|Better get used to more shaky officiating, Broncos coach John Fox. (AP)|
The officials who worked the Denver-Atlanta game had ... shall we say ... a difficult evening, with outraged viewers and fans hoping that their performance on a national stage Monday night would shame the NFL into reaching a quick settlement with its locked-out officials.
Not so fast, people. It's not going to happen.
Nope, this isn't about one game or one weekend. This is about a long-term business deal, and the league isn't going to have players, coaches or fans push it into a hurried settlement.
Granted, replacement refs had a less-than-scintillating weekend, but do you want to tell me that's the first time more than one officiating crew screwed up? Of course, it's not. We had an official once involved in a controversy over the calling of heads and tails, for crying out loud.
Mistakes happen, and they're happening a lot more now than before ... and tell me something I don't know. I mean, if these guys were the best at their profession they wouldn't be replacement refs. As I mentioned, this is a business negotiation -- not a popularity contest -- and in business negotiations you use the leverage you have.
And replacement refs are the NFL's leverage.
It doesn't matter if you like it. That's just the way it is. Critics tell me this is all about the integrity of the game and how it's being compromised, and maybe they're right. But read your history, people. The league used replacement refs in 2001 and gained a contractual settlement, and they used replacement players in 1987 to gain a deal with the NFLPA.
Now, digest that for a minute: It ... replaced ... players ... with ... scabs ... and ... went ... on ... with ... business, counting the games as it would if bona fide NFL players were on the field. If there ever were an issue about integrity of the game, that was it. But the league went forward anyway.

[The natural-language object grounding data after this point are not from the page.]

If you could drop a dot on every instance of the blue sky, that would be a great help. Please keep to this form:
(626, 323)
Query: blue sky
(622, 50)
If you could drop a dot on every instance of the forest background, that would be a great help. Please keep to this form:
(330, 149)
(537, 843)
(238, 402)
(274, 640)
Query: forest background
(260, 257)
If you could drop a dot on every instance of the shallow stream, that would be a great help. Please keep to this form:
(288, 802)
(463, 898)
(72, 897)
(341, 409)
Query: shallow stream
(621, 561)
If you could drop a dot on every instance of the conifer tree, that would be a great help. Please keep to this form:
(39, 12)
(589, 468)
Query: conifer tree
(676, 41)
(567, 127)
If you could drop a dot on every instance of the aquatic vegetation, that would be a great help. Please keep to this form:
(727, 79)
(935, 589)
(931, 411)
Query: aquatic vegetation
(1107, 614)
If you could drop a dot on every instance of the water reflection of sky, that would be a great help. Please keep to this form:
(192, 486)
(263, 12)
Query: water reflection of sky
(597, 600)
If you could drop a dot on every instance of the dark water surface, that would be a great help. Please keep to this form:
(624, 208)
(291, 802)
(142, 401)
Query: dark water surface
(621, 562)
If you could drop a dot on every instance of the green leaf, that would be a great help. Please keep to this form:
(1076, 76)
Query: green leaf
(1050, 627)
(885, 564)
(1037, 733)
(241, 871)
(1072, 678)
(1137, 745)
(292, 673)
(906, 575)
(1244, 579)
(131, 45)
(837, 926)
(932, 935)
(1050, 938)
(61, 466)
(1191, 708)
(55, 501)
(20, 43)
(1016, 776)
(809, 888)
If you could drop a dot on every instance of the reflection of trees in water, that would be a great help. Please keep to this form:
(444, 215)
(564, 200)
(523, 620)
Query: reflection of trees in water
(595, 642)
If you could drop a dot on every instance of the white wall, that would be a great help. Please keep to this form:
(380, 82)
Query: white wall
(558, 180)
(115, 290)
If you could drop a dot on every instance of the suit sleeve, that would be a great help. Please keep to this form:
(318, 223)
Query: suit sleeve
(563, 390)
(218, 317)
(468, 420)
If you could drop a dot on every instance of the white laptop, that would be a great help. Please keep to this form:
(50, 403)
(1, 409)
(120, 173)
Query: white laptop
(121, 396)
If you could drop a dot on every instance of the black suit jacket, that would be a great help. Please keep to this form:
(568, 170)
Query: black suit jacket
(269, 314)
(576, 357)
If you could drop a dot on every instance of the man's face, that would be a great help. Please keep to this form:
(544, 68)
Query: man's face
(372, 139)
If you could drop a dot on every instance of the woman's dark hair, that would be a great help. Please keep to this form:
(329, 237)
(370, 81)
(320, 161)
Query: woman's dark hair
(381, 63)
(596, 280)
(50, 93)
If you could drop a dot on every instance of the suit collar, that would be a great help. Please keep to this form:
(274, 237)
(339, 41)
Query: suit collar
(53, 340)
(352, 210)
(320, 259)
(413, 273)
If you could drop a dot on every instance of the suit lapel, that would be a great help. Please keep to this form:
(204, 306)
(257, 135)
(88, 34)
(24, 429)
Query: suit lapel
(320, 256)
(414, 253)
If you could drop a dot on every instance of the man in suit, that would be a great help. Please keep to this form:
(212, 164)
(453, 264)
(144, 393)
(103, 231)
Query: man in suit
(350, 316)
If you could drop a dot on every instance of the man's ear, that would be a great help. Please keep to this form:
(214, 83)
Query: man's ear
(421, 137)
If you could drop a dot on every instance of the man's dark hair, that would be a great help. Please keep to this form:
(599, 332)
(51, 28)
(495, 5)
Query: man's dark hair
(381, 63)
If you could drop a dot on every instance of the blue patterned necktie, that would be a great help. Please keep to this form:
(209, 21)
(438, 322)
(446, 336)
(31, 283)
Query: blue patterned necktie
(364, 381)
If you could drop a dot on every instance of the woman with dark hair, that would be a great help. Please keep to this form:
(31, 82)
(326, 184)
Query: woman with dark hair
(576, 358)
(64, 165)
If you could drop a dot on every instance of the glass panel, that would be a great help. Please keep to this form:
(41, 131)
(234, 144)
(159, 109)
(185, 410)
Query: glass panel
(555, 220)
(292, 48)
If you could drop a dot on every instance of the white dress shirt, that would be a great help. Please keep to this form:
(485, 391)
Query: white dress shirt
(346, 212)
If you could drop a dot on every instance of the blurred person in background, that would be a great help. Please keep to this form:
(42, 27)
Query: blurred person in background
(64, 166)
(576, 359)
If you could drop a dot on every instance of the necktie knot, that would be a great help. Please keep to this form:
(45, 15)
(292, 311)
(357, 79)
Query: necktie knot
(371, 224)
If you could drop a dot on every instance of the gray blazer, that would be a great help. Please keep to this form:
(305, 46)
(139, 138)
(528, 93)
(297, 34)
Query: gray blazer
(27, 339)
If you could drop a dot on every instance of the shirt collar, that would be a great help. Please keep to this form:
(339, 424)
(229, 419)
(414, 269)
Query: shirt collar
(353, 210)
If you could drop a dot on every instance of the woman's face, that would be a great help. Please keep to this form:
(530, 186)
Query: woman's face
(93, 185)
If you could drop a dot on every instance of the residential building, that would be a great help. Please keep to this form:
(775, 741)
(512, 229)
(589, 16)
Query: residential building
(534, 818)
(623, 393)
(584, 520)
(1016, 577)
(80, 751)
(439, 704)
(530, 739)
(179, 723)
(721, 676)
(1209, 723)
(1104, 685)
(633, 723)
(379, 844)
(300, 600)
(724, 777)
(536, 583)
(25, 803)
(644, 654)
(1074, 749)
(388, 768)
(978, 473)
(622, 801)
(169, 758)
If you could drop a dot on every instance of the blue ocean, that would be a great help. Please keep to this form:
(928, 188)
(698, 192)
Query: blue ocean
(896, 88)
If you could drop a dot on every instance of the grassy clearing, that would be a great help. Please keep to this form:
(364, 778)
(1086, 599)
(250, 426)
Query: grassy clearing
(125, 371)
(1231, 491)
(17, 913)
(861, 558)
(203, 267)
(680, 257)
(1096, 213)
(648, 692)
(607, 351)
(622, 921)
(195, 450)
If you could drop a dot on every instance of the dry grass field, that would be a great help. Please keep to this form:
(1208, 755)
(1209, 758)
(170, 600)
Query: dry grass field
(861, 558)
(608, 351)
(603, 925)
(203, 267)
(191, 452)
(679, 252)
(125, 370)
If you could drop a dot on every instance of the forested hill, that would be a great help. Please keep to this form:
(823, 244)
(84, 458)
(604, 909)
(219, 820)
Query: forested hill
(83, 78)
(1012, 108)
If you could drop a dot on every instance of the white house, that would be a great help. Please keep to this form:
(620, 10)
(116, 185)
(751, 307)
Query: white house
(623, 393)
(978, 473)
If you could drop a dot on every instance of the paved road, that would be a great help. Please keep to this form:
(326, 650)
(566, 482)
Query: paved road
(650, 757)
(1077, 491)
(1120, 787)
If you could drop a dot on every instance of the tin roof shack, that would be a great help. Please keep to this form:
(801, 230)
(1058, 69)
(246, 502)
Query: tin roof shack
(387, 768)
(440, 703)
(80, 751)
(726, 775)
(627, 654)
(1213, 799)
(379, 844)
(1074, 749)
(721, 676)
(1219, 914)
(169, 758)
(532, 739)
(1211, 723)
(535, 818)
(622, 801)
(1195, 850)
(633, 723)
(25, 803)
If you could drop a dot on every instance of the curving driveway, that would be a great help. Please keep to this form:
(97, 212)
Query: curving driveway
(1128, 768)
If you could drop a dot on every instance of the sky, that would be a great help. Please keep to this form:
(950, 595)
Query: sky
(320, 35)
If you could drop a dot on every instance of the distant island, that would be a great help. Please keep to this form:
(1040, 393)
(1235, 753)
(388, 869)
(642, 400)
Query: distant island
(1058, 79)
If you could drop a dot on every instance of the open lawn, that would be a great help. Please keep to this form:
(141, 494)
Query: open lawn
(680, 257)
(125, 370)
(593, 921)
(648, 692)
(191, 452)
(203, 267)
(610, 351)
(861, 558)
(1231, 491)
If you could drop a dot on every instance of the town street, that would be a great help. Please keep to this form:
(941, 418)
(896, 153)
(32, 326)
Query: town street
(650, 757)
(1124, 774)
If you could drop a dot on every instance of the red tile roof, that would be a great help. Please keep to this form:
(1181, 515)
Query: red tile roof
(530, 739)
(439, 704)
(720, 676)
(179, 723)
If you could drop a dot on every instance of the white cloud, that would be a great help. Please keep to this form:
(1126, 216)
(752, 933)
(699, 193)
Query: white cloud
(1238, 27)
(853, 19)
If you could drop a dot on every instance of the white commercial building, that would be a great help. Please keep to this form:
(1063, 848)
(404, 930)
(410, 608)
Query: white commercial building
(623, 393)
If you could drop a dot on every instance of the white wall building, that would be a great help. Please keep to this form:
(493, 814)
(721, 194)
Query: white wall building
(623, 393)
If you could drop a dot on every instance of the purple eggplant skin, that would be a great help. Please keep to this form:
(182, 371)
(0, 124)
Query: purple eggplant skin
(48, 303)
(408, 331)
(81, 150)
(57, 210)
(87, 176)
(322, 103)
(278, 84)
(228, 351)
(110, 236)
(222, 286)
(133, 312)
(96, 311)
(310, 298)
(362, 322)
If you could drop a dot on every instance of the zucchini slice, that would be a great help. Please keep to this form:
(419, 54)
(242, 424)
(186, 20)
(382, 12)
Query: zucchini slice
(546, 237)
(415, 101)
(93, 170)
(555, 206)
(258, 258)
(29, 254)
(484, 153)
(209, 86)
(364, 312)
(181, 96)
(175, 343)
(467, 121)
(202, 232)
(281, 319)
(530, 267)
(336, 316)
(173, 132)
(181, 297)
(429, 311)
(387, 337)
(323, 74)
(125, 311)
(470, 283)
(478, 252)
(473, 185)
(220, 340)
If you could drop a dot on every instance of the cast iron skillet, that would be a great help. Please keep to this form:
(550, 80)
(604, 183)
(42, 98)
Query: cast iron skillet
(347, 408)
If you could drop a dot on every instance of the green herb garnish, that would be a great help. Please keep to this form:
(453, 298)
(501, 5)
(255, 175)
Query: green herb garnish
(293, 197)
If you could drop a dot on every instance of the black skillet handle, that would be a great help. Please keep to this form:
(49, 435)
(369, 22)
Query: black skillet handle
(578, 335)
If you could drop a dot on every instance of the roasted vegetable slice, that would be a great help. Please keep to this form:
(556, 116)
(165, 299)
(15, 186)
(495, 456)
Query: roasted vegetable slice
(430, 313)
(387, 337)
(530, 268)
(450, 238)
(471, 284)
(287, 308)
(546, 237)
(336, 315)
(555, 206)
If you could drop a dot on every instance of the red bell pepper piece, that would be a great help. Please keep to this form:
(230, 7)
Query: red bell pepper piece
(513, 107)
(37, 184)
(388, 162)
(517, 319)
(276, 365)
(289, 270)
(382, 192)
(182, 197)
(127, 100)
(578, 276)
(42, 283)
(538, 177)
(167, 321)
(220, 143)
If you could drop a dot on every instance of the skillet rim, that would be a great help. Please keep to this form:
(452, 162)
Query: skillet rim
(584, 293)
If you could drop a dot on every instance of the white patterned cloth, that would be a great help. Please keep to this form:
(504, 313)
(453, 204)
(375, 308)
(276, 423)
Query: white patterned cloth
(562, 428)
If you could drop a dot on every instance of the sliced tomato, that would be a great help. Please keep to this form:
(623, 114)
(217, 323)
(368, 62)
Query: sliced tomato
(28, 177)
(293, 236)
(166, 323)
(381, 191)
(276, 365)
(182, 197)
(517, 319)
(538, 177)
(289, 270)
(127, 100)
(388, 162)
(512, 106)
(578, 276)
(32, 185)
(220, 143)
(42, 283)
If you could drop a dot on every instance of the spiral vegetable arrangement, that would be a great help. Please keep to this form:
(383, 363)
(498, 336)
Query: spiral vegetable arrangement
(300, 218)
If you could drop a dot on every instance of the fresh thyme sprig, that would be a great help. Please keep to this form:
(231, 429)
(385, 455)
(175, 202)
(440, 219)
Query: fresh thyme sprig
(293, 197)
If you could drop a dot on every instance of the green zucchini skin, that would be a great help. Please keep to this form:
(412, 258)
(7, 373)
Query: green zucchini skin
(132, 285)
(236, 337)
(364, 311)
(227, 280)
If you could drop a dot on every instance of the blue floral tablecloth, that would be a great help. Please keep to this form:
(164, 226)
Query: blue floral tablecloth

The public didn't like it. The players didn't like it. I know some coaches and general managers who abhorred it. But that's what happens when business deals go sour. You do what you can, and the league pushed on until it gained a settlement it could live with ... and the same thing will happen here.
You can argue that officials blow calls or that players get away with missed penalties or there's no flow to games, and you're right. Basically, what you're saying is that replacement officials aren't up the standards of the locked-out refs, and no clue, Sherlock. That's why they're replacement officials. The NFL understands it must live with what it has, and what it has is a group of guys who aren't as good as the people they're replacing but do what they can with what they have.
So it's not good. It works.
I mean it. Games are played. Stadiums are full. TV ratings are at record levels. Gamblers are happy. Fantasy-football owners are happy. So tell me: What about that equation should force the league to the bargaining table to make a deal it doesn't want to make?
I'm not saying the NFL is right. What I am saying is that it will remain the tough business partner it always has been. Where it went with replacement players until it had a settlement it could live with, it will go with replacement refs until it has an offer it can't refuse.
That's just reality, folks, and you may have to live with it.
"The league will not be bullied into a foolish or hasty decision," one league source told me.
And why should it? It never has. So now the NFL is going to alter its DNA because of one stinkeroo on national TV or a weekend of blown calls or an outcry by the media? You have the wrong league, people.